From this section we can summarize that :

• Diverse Forms of Firewalls: Firewalls exist in various forms, ranging from simple packet
filtering to more sophisticated proxy solutions. This diversity allows organizations to
choose the type of firewall that best suits their security needs.
• Complexity and Documentation: The topic of firewalls is acknowledged as complex, with
extensive documentation available. Authors in the IT security community have dedicated
entire books to designing, administering, and implementing firewalls, highlighting the
depth of knowledge and expertise associated with firewall technology.
• High-Level Conceptual Understanding: While the minute details of firewall operation can
be complex, it is emphasized that a high-level conceptual understanding is crucial.

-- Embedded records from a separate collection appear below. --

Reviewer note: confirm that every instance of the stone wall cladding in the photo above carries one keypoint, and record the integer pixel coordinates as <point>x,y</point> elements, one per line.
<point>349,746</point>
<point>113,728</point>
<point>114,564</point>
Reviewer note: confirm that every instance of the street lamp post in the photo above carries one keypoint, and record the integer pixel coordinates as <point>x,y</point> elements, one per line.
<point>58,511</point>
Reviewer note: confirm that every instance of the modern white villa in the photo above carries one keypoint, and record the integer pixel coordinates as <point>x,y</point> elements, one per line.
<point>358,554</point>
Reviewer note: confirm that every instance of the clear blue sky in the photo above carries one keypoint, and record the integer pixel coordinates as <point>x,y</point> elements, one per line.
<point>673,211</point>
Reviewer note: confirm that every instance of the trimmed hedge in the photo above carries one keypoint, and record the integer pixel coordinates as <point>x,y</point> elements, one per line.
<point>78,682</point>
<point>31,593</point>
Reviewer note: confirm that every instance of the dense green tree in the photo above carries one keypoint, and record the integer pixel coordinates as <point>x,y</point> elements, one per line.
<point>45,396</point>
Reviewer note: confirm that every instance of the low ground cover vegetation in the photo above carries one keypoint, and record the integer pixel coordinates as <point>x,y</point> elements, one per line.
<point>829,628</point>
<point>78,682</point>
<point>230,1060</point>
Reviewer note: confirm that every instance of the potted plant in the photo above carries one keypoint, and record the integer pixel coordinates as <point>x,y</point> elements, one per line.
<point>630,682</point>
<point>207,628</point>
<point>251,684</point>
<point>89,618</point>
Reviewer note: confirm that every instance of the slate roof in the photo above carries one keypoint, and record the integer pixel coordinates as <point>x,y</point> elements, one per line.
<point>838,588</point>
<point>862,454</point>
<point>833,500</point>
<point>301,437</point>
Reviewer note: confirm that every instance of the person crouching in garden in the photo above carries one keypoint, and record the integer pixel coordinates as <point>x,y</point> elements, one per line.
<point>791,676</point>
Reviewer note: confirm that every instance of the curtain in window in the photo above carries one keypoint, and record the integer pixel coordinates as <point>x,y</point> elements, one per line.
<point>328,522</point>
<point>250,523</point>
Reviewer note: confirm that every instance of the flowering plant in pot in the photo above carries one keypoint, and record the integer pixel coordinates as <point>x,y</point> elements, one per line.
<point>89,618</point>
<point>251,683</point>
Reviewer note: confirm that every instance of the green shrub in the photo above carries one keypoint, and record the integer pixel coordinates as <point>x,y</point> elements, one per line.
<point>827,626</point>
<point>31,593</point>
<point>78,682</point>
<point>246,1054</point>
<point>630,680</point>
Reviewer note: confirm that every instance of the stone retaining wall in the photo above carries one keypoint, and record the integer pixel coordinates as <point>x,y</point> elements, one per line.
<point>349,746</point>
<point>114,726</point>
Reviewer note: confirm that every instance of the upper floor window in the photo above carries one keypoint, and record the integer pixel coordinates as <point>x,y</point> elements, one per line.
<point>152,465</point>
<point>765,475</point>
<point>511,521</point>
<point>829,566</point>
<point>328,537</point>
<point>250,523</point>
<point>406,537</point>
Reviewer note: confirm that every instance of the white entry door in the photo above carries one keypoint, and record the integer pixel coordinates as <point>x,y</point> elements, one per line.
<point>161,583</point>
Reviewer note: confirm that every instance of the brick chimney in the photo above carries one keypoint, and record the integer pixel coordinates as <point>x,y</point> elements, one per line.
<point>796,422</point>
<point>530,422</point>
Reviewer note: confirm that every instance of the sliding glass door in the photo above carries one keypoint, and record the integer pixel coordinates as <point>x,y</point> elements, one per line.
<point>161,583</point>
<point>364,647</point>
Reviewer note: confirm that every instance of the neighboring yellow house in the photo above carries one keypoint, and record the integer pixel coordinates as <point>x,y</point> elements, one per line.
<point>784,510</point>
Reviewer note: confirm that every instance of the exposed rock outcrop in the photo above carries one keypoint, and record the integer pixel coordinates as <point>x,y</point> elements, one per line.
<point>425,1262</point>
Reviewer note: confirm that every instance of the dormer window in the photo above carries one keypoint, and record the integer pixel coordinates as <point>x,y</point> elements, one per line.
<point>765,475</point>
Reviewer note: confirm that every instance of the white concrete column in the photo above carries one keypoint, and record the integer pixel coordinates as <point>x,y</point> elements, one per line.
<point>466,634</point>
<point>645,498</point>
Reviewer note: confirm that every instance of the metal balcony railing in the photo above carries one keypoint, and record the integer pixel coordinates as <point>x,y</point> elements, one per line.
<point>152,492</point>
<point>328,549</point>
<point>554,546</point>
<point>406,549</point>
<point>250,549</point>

Knowing how firewalls process traffic and prevent unwanted intrusions is key to grasping
their security implications.
• Single Layer of Defense: Firewalls are positioned as one layer within the broader defense-
in-depth strategy. They contribute by reducing the attack surface of a server, blocking
unnecessary ports from the broader Internet. However, it's underscored that firewalls alone
cannot provide comprehensive protection.
• Limitations of Firewalls: Similar to antivirus solutions, the paragraph notes that the idea
that firewalls can stop all threats from the Internet is overstated. Firewalls have limitations,
particularly in protecting against specific vulnerabilities like buffer overflows and privilege
escalation attacks. They cannot safeguard resources that are susceptible to these targeted
exploits.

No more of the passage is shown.